So, here we go again with the tenuous connections, and leap straight to Nell Gwyn (or Gwynne). The city of Hereford claims to have been the birthplace of Nell Gwyn, mistress of Charles II, and supporters of that theory point to the fact that Gwyn is a name of Welsh origin and Herefordshire borders Wales.
It is, however, considered more likely that she was born in London, in Coal Yard Alley off Drury Lane. The alley did actually lead to an old coal yard; in the 19th century it was described as “a row of miserable tenements”. Much of the ‘facts’ about Nell Gwyn are largely a matter of speculation: Pepys records that Nell said she was “brought up in a bawdy-house to fill strong water to the guests”.

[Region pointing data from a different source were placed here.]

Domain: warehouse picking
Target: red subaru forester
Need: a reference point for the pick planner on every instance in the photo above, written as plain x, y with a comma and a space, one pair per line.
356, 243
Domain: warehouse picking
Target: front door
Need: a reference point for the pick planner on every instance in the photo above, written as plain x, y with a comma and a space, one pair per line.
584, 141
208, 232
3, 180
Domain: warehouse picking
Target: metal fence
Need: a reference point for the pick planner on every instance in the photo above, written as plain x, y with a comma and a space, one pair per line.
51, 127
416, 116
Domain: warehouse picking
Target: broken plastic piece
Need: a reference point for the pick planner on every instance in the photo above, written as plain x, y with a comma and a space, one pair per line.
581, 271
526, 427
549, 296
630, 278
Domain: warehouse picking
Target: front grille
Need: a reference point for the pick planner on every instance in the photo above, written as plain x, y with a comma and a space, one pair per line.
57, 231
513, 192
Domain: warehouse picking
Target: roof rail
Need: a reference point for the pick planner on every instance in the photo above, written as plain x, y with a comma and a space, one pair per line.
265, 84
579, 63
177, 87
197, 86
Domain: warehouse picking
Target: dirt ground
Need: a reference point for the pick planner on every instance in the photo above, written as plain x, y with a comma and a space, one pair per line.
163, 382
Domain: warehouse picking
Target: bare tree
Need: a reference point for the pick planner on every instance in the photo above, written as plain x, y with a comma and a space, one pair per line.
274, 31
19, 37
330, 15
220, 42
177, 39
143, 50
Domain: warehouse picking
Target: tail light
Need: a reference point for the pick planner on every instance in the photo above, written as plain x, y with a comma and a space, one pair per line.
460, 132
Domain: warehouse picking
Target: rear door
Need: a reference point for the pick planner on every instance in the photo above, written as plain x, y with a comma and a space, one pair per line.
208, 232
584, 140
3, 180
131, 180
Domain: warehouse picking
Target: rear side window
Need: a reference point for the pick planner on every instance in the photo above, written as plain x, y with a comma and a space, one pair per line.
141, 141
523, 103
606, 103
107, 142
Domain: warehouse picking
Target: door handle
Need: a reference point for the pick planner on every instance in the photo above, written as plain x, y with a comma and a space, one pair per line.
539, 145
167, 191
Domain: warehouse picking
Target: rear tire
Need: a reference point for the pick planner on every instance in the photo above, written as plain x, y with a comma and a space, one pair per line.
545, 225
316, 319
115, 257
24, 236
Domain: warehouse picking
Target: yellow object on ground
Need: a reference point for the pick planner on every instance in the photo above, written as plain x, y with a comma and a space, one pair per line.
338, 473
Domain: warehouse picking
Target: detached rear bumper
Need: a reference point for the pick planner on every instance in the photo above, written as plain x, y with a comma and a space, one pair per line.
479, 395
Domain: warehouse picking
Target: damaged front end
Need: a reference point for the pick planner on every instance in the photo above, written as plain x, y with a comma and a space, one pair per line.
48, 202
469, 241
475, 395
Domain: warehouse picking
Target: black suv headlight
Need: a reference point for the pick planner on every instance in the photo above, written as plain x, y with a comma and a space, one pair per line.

Incidentally, there is a Hereford Road in West London; the land in this area was developed by a Mr William Kinnaird Jenkins, a Herefordshire lawyer and landowner (with a Welsh name) who named many streets after places in Herefordshire and the neighbouring Welsh area.
But back to Nell, who was described as the “indiscreetest and wildest creature that ever was in court”; it was also said of her that “the King loved more for her wit than the attractions of her person … it was difficult to remain long in her company without sharing her gaiety”. Indeed, Charles II’s last words were reputed to have been “Let not poor Nellie starve.”
Nell did not try to hide her humble beginnings or her status as a concubine; one example of her wit was when she was bing booed by people mistaking her for Louise Renée de Penancoët de Kérouaille, another of Charles’s mistresses, Nell said, “Pray, good people, be civil – I am the Protestant whore.”
Nell spend the last years of her life in Pall Mall, where she spent her last years and where she had a solid silver bed in a room lined with mirrors.
And even more – not even that tenuous – connection: Nell was reputed to have sold oranges outside of the Theatre Royal in Drury Lane; the actor and playwright David Garrick managed the theatre for nearly 30 years. Oh, yes, and Garrick was born in Hereford.